Soon after the Allahabad event, Dr. Harihar Nath Tandon, the then Head of the Department of Hindi at St.John’s, came to my room one fine morning with the message that Firaq Sahib was in town and wanted to see me immediately. We met again. I invited him to the College. He came accompanied by the late Masoom Raza Rahi. Before the formal lecture, he sat in the faculty lounge and regaled us with funny anecdotes. One of the things he recalled was the conversion to Christianity of a peon by Dr.Rice — one of the first principals of the now completely Indianised Ewing Christian College at Allahabad. The man was converted and baptized all right, but when the next Hindu bathing festival fell he went to the Principal with an application for leave. “Leave?” asked the puzzled Principal, ‘Whatever for?” The poor peon replied that he had to go for a dip in the Ganges. “You are a Christian now: no more dips for you”, said Dr Rice, to which the bewildered peon replied, “I am a Christian all right but I have not forsaken my religion and my faith.” Then Firaq Sahib recalled interviewing a student for a Sizarship. Asked how large his family was, the student replied unabashedly, “Seven adults and seven adulteresses!” Not forgetting himself, he recalled how he was sweating in his kurta one summer afternoon at Rama’s in Allahabad and cooling off with an iced dry gin. When the bill came he pulled out a tenner. The waiter came back saying that the currency note was wet. “So what! I have given you wet money for dry gin, eh!”
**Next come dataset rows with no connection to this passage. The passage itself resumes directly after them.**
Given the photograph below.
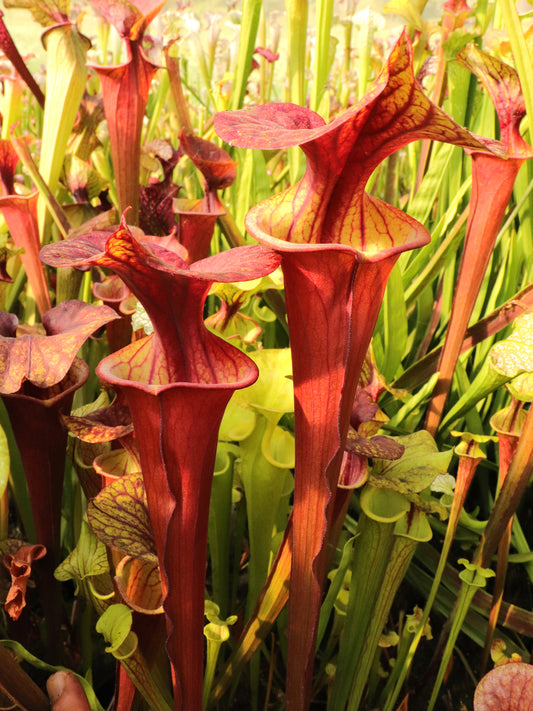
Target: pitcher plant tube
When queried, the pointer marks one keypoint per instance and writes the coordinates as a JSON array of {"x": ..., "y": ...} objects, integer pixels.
[
  {"x": 177, "y": 383},
  {"x": 338, "y": 246},
  {"x": 125, "y": 90},
  {"x": 39, "y": 376},
  {"x": 493, "y": 178}
]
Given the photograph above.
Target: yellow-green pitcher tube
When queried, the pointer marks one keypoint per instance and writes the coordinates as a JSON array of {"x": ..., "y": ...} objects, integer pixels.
[{"x": 66, "y": 51}]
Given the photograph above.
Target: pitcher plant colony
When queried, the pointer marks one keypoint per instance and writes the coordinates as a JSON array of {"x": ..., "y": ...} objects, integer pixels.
[{"x": 266, "y": 354}]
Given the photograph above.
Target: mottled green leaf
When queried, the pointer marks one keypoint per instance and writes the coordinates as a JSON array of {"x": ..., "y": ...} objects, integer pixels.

He then went on to talk about the creative process referring often to Wordsworth’s Prelude and to the whole business of the growth of the poet’s mind. He lamented the fact that India had not produced a Matthew Arnold, let alone a Dickens Shakespeare. When Masoom asked if the West had produced a Firaq, the poet discreetly changed the subject. An amazing quality I noticed in Firaq Sahib was his uncanny ability to switch suddenly from the funny to the serious, from levity to gravity, from laughter tears. The striking rapidity of his change of moods, his immeasurable capacity for love combined with his hauteur; his inimitably ready wit, his defiant humanism, his ability to make ‘you feel at home, his delightful exaggerations, his efficient bilingualism, his touching nostalgia, his tremulous eloquence, his lachrymosal susceptibilities - all these not only made him a man to look up to with awe and reverence but also an uncommonly companionable person very well worth shaking hands with. That I’ve had the privilege to do both, times out of count, fills me with pride and exultation.